Ну, что касается «постиндустриальных потомков», то успешно проводимая мировой Золотой наднациональной Элитой де-интеллектуализация общественной жизни человечества ведёт к тому, что эти потомки перестанут понимать самих себя… Однако нельзя не согласиться с автором «Потаённой Руси…» в том, что проникновение в сознание людей далёкого прошлого – дело сложное, но задача эта вполне разрешима, ибо в любом обществе его члены хотя бы на бытовом уровне как-то отражают в себе социальные и политические реальности своего времени…
При этом верно и то, что одними летописями здесь не обойтись уже потому, что их писали не только с вполне определёнными политическими и социальными установками, но и сами летописцы резко выпадали из общей массы как в силу образованности, так и в силу выключения из «обычной» жизни – летописанием занимались ведь монахи.
Синтез же того, что можно извлечь из летописей, из фольклора, из результатов археологических раскопок, позволяет понять, что русский повседневный быт был, как и всякий быт, всяким – в разных социальных слоях, в разное время…
И в целом это был не унылый быт.
Ключевский цитировал Карамзина, которому период после Ярослава Мудрого представлялся временем «
Однако это ведь историки пот'oм делят историю на периоды – «бурные» или «бесплодные», а народ живёт в рамках своей и мировой истории непрерывно… Он сохраняет привычки и традиции и заменяет их лишь тогда, когда они изживут себя, а если они себя не изживают, то и переходят из века в век, оставаясь с народом, их породившим.

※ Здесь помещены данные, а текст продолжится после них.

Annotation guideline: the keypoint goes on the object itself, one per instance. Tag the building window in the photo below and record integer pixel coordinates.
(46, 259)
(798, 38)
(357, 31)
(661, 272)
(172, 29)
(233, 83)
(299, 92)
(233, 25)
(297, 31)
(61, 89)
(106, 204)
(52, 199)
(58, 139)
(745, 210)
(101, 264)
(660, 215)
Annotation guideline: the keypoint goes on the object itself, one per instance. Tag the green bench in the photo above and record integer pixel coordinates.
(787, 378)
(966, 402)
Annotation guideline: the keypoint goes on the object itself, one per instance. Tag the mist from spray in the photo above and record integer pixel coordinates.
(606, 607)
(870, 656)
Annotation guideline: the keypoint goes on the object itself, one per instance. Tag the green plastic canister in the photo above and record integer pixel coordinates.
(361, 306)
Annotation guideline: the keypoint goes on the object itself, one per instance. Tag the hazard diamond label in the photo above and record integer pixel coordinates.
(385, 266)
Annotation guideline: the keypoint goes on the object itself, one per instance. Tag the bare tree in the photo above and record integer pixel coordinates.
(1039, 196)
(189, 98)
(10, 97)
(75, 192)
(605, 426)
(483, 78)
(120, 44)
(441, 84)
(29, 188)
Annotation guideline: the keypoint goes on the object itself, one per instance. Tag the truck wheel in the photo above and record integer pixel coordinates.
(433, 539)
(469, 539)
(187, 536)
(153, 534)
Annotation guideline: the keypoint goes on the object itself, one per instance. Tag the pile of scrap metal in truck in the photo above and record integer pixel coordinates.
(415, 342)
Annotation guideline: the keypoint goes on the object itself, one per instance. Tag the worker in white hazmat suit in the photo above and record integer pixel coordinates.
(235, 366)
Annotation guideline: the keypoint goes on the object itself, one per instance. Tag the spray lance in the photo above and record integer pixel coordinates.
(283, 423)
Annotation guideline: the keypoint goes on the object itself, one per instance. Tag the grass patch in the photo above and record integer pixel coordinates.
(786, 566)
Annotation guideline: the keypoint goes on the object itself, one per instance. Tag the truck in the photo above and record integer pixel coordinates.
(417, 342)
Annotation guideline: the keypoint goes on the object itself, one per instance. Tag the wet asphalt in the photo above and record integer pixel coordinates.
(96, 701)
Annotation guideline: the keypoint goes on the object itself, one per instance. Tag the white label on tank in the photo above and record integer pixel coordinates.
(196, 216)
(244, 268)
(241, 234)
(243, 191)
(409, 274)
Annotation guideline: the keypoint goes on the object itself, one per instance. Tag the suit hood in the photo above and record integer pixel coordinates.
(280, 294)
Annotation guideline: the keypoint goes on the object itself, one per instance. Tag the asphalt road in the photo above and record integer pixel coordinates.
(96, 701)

При всём при том, Киев конца XII века действительно умалялся, а былые окраины – Новгород, Галич, и особенно – Владимир, вырастали в самостоятельные единицы, претендовавшие на самоуправление, или уже добившиеся его. Особое будущее при этом было у Северо-Восточной Руси, в пределах которой уже жила, ещё не помышляя о ведущей роли, Москва.
Суздальскую землю начал строить, по сути, Юрий Долгорукий, а Андрей Боголюбский хвалился, что населил Суздальскую землю городами и большими сёлами. Но если бы это его стремление не совпадало с устремлениями и планами народной массы, ни о каком многолюдстве Владимиро-Суздальской земли говорить не приходилось бы. Как и до этого, и после, сильный властитель просто оказывался катализатором цивилизационного прогресса.
После убийства Андрея Боголюбского с 1174 по 1176 год во Владимиро-Суздальской земле бушевали усобицы, и лишь в 1176 великое княжение во Владимиро-Суздальской земле принял брат Андрея – 22-летний Дмитрий-Всеволод Юрьевич, известный в русской истории под прозвищем «Большое Гнездо».
Считается, что прозвище он получил по большой семье, и детей у него было, даже по русским меркам, не так уж и мало – восемь сыновей (среди них – будущий новгородский князь Ярослав, отец Александра Невского), да три дочери со звучными русскими именами Всеслава, Верхослава, Сбыслава, и одна с греческим – Елена.
Однако прозвище «Большое гнездо» ст'oит отнести скорее к политике Всеволода. Она имела вполне общерусский характер, и владимирский князь нередко диктовал свою волю как Южной Руси – Смоленску, Киеву, Рязани, так и «господину Великому Новгороду».
Как отмечал в «Кратком Российском летописце» Ломоносов, Всеволод «вёл войну с Глебом, князем рязанским, с обеих сторон разорительную. Половцев победил неоднократно и был от прочих князей почитаем».
В раннем детстве трёхлетний Всеволод Юрьевич был изгнан единокровным братом Андреем Юрьевичем Боголюбским и вместе с матерью – византийской принцессой Ольгой, нашёл приют в Византии, но вскоре возвратился и с юных лет был вовлечён в политическую деятельность Боголюбского. Когда Боголюбский был подло убит, Всеволод не сразу смог занять владимирский стол, но он его-таки занял позднее.
Вначале на смену Боголюбскому Суздальская земля избрала в преемники его племянников Ярополка и Мстислава Ростиславовичей, а те пригласили своих дядьев Михаила и Всеволода Юрьевичей. Началась распря, во Владимире сел Михаил, отдав Всеволоду Переяславль-Залесский. Но после смерти Михаила владимирцы пригласили на княжество Всеволода.